In a study conducted by Adami et al., which is the only example in the literature on combined treatment with Romosozumab and Denosumab, romosozumab was started in drug-naive patients in the first of the 3 study arms, romosozumab was added to the group that had been using denosumab for over 2 years in the second group, and denosumab treatment was continued alone in the last group. After 6 months of follow-up, romosozumab administered to naive patients was found to be superior to other treatments in reducing the risk of hip fractures, while similar results were found with combined treatment in reducing the risk of lumbar fractures. IIn the group where denosumab was continued alone, the reduction in fracture risk was found to be significantly less than in the other groups. This study did not include information on side effects and complications.

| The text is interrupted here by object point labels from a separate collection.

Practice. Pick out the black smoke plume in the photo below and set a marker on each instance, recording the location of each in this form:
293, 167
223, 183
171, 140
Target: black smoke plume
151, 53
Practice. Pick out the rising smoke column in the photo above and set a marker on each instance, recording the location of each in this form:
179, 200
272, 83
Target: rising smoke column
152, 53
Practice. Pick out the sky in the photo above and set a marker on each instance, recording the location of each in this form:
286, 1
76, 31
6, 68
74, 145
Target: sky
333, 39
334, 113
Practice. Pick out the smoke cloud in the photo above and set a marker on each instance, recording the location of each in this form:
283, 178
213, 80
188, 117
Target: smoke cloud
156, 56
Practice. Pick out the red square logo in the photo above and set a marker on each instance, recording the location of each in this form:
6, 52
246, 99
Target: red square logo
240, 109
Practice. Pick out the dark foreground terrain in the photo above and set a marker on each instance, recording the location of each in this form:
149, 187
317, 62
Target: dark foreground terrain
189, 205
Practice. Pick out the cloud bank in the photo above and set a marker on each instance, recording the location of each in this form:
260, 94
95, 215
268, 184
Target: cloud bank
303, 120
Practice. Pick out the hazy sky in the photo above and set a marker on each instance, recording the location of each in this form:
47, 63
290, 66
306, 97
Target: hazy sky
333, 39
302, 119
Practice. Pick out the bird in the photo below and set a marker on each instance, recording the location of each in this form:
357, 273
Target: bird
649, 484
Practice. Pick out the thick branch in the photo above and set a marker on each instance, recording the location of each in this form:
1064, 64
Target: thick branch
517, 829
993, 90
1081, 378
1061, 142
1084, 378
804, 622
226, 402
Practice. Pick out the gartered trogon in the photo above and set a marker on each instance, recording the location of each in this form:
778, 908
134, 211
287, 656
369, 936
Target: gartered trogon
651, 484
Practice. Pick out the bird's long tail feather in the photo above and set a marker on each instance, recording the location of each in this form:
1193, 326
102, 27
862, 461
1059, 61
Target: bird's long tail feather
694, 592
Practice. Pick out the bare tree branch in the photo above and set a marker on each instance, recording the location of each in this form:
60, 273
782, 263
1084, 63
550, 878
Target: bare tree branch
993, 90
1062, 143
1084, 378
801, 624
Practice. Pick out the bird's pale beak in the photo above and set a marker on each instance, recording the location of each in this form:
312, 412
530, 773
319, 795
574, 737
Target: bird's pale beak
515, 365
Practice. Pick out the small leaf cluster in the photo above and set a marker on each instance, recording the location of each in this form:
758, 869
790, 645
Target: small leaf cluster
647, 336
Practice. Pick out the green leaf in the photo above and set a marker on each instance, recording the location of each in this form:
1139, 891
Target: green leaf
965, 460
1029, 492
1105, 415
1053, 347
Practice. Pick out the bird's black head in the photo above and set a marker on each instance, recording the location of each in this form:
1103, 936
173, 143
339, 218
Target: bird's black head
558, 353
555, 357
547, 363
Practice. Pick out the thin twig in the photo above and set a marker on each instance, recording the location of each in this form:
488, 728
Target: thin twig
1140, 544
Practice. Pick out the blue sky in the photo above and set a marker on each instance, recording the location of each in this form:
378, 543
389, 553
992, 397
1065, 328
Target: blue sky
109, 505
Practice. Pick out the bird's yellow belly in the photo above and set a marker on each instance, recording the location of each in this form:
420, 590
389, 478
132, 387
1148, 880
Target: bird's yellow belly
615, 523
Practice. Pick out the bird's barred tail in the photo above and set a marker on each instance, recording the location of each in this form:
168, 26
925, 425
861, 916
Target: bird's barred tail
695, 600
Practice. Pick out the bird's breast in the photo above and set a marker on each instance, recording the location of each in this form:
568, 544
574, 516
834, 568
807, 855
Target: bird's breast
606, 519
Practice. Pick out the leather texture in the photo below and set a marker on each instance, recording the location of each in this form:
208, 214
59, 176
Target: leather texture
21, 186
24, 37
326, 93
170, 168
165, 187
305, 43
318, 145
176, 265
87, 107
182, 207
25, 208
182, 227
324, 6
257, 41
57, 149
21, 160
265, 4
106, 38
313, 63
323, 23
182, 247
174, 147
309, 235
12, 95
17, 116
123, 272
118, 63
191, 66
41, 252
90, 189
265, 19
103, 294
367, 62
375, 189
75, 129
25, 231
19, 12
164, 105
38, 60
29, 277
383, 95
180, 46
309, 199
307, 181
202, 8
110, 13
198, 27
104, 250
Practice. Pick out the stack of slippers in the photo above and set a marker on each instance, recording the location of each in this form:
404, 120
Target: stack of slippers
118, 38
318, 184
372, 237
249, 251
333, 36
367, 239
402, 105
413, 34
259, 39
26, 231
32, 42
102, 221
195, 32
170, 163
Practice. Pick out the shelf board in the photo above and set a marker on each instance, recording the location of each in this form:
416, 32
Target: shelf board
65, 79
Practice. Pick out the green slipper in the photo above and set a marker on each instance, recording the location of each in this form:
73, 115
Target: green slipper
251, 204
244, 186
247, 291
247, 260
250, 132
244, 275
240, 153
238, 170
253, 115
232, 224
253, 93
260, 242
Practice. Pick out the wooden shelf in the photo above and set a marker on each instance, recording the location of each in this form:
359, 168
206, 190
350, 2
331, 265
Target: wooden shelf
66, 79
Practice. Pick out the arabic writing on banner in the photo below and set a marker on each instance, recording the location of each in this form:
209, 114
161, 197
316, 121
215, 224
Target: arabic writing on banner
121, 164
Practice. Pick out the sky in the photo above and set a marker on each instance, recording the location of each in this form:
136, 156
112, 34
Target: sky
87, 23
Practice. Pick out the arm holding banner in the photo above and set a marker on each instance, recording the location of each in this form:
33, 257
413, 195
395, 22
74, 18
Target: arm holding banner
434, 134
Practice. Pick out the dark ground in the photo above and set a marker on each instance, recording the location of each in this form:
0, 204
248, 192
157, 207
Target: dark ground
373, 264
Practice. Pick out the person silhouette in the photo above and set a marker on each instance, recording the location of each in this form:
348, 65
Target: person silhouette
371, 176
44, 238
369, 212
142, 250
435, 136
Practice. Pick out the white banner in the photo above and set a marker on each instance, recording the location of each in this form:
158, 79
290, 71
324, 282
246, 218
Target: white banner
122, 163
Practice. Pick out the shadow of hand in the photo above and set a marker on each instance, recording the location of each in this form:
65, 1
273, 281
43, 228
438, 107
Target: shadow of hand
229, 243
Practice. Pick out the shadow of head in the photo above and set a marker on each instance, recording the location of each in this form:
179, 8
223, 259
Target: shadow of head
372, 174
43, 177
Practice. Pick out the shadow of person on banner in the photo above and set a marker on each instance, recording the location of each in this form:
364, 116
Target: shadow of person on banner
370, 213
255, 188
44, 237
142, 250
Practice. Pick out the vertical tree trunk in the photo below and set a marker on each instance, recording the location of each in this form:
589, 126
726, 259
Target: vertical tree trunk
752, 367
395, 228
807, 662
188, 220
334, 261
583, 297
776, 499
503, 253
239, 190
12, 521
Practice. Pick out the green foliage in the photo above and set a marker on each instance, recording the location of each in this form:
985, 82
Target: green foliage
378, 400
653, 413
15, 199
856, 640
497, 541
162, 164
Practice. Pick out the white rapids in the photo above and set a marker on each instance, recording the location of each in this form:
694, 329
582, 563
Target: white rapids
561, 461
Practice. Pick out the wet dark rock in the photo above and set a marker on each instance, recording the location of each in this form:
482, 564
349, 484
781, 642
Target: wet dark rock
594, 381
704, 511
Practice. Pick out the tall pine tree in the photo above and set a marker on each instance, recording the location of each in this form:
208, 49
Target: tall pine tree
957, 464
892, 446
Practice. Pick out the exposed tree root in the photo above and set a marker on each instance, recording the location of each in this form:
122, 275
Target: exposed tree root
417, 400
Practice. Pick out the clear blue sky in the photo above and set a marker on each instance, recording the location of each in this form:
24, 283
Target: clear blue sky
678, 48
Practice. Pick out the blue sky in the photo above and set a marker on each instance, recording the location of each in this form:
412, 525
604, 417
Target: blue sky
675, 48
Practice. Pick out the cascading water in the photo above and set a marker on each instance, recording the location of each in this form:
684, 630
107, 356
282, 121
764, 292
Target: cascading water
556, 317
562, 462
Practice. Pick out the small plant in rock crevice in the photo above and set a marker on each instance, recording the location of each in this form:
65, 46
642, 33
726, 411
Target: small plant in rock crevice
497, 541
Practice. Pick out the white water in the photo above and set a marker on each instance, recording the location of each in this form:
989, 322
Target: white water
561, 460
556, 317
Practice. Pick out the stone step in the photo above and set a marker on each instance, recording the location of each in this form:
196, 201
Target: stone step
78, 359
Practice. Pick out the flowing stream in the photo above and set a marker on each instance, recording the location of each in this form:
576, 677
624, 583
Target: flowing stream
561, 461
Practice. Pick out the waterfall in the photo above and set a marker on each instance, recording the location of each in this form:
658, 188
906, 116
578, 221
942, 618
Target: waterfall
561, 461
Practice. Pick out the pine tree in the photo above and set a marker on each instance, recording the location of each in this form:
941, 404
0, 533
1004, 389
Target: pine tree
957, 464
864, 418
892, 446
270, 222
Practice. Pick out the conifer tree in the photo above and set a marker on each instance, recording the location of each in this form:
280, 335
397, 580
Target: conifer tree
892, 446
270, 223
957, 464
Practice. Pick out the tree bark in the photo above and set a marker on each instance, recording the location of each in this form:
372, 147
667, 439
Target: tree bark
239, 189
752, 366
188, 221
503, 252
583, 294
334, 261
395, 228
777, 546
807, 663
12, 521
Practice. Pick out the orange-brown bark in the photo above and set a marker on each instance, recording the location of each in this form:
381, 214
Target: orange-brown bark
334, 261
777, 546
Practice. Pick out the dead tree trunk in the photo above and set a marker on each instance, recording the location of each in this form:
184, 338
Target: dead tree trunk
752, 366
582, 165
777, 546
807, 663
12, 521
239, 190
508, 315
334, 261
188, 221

It is obvious that there is a lack of information in the literature on the treatment arrangement without stopping denosumab in patients diagnosed with postmenopausal osteoporosis with a very high risk of fragility fractures, when it is planned to switch to romosozumab after denosumab. At this point, a study should be planned on this subject. The aim of our study is to investigate the effectiveness of romosozumab, which is started without stopping denosumab, and therefore the effectiveness of romosozumab-denosumab combined treatment in patients with postmenopausal osteoporosis diagnosed with a very high risk of fragility fractures and receiving denosumab treatment.